Martin war nach Frankfurt zurückgekehrt, um seine Übersiedlung nach München vorzubereiten, wo ihm Felix eine Wohnung beschaffen wollte. Das gesamte Vermögen des alten Ritt unterstand der Property Control, der amerikanischen Vermögensverwaltung. Über einen befreundeten US-Major wollte Felix versuchen, zunächst wenigstens das persönliche Eigentum des Freundes freizubekommen.
Bis dahin saß Martin untätig in Frankfurt herum, warf Rothauch, den lästigen Mitschüler, der Bescheinigungen für sein Spruchkammerverfahren sammelte, hinaus, schlief unter dem Bild Erwins, des Gefallenen, das mit Wachsblumen geschmückt war und ihm zulächelte. Erwin und Martin wurden Kameraden des Zufalls.

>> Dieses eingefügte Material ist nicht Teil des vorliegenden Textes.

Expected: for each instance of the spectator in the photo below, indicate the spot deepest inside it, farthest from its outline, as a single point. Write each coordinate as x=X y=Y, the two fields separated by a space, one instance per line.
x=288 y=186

Das Leben der Familie Brenner war streng geordnet. Zuerst kam der Kirchenbesuch. Der Oberinspektor war auch während des Dritten Reiches zur Kirche gegangen, aber was er damals verstohlen getan hatte, demonstrierte er jetzt.
Nicht nur er. Auch andere, die früher dem Gottesdienst ferngeblieben waren, betonten jetzt ihr Christentum. Die Kirchentüren öffneten sich weit wie Scheunentore, in die die Ernte eingefahren wurde: mancherlei Fallobst war darunter, das bald von beflissenen Winzern zum Most der Macht vergoren werden sollte.